When he died at age 63 in July, 1885, Ulysses S. Grant ended one of the longest public vigils in American history.
The beloved former president and Civil War hero maintained his dignity despite a final year that included the loss of his entire net worth and a terminal case of throat cancer. Grant capped those arduous last months by willing himself to compose and edit his memoirs, pounding out nearly 300,000 words at the same time he was in agony from the cancer.
The subsequent publication of Grant’s memoirs by his friend Mark Twain rescued the general’s widow from financial ruin when it became a best-seller.
Charles Bracelen Flood recounts this fascinating coda to a remarkable life in Grant’s Final Victory, a brisk, well-told history of the former president’s final months and days.
Grant endured and defied unspeakable pain in his last year of life. Bracelen Flood quotes from a letter sent by Grant describing his attempts to drink water: “If you can imagine what molten lead would be going down your throat, that is what I feel when swallowing.”
In the summer of 1884, just weeks removed from the collapse of a Wall Street firm he had affixed his name to, his wife, Julia, and other family members grew concerned over Grant’s failing health. It wasn’t until months later, when Grant’s personal physician returned from a trip abroad, that he finally submitted to an exam and learned the grim prognosis.
So bad was the pain that Grant required steady doses of cocaine and water applied to his tongue and throat.
His condition was torturous, but not unexpected. During the Civil War, Grant discovered cigars and became a prodigious smoker. On the second day of the Battle of the Wilderness, he smoked 20 cigars. He maintained his smoking habits in the White House and beyond.
Even after his diagnosis, Grant didn’t immediately give up cigars. Only the threat of not finishing his memoirs convinced him to quit.
The other partner in Grant’s investment firm, Ferdinand Ward, absconded with Grant’s fortune and those of many of the firm’s clients, all without the former president having the slightest inkling until it was too late. Grant had entered into the venture at the urging of his son Ulysses Jr., but Ward was the investor who drove the enterprise.
In May of 1884, Ward’s fraudulent scheme collapsed. At the time, Grant & Ward had $17 million worth of liabilities and assets of less than $70,000.
In a letter to his niece, Grant wrote, “Financially the Grant family is ruined for the present, and by the most stupendous frauds ever perpetrated.”
Bracelen Flood, who has written extensively about the Civil War, demonstrates a keen understanding of Grant and other major figures without bogging the story down in excessive detail. The author’s command of details and anecdotes shines throughout, from accounts of medical treatments to the fate of Grant’s presidential and military memorabilia.
Grant was ruined. Soon enough, he would learn that he didn’t even own the house he and his family thought they had purchased at 3 East 66th Street. Instead, the Grants learned that Ward, who had also played a lead role in that transaction, had again lied, negotiating a mortgage that allowed Ward to pocket $50,000 of the purchase price.

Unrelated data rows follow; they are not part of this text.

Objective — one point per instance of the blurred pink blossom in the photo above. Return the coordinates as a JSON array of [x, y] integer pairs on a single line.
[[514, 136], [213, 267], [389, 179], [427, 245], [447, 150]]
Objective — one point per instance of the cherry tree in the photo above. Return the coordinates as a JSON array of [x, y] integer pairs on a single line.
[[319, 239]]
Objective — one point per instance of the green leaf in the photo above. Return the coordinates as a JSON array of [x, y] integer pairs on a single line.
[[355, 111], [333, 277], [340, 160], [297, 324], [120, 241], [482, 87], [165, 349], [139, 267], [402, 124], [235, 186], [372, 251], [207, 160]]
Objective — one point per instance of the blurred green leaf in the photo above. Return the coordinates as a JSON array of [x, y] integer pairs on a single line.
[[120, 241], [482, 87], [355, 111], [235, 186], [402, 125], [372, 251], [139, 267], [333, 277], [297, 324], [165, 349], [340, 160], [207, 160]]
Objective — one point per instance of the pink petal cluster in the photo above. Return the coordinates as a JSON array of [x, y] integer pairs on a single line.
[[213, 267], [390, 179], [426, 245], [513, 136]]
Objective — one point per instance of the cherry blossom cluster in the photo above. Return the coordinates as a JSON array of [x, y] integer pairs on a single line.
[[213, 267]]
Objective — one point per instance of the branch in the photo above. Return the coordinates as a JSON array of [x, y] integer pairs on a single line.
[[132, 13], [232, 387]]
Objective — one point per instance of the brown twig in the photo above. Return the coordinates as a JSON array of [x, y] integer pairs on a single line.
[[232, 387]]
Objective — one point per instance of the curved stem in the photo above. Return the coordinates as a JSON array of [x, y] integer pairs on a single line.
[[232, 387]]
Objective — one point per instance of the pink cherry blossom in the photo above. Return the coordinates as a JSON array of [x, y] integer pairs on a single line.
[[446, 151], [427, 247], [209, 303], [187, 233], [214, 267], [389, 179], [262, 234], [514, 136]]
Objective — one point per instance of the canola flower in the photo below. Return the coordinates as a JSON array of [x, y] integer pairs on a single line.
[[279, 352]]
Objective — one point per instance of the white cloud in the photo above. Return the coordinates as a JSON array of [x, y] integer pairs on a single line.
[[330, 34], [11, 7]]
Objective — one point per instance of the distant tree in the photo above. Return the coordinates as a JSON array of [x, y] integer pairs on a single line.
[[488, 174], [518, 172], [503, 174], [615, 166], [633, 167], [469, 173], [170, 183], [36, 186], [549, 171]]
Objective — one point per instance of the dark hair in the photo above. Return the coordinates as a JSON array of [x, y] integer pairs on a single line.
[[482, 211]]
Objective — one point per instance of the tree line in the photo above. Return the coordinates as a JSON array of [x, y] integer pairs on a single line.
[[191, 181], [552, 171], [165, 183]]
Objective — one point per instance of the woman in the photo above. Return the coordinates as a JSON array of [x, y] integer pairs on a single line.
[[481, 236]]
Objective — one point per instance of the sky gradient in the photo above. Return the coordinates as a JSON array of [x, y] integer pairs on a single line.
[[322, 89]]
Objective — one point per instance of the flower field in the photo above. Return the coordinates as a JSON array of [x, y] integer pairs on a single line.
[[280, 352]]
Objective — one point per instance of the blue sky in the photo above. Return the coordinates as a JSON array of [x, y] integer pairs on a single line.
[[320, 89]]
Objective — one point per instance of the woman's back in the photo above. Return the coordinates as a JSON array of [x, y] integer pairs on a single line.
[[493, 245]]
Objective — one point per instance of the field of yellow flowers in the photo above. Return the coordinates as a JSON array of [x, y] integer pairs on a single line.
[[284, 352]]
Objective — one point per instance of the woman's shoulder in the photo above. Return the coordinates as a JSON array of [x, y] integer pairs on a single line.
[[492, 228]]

Ailing and humiliated, Grant reconsidered a proposition he had declined on earlier occasions: writing about his military life, and particularly his days leading the Union army. Soon enough, he agreed to four magazine articles for The Century magazine. Bolstered by the deft editing of Robert Underwood Johnson, Grant soon came to enjoy his work. With some guidance from Johnson, his early, dry accounts sprang to life, filled with detail but without distracting hyperbole.
From New York to Long Island and finally to the upstate cottage where Grant died, Bracelen Flood offers a vivid portrait of Grant racing death to complete his memoirs and ensure stability for the family he will soon leave behind. Twain, Robert E. Lee and William T. Sherman are among those with extended appearances in this account, but none overshadow Grant, a decent, honest man devoid of self-pity.
For those who may think of Grant as a successful general who faded from view after a presidency filled with scandals, Bracelen Flood provides a forceful reminder of the admiration and love Grant evoked.
In addition to the 1.5 million people who attended his funeral in New York, Grant warranted a 68-page obituary in The New York Times. Bloomingdale’s sold more than six miles of black crepe the day he died.
And, of course, his two-volume memoirs became popular and acclaimed as soon as they were published, allowing his beloved Julia to live in comfort years after his death. With that, Grant made one of the most courageous exits in American history.
Erik Spanberg is a regular contributor to the Monitor’s book section.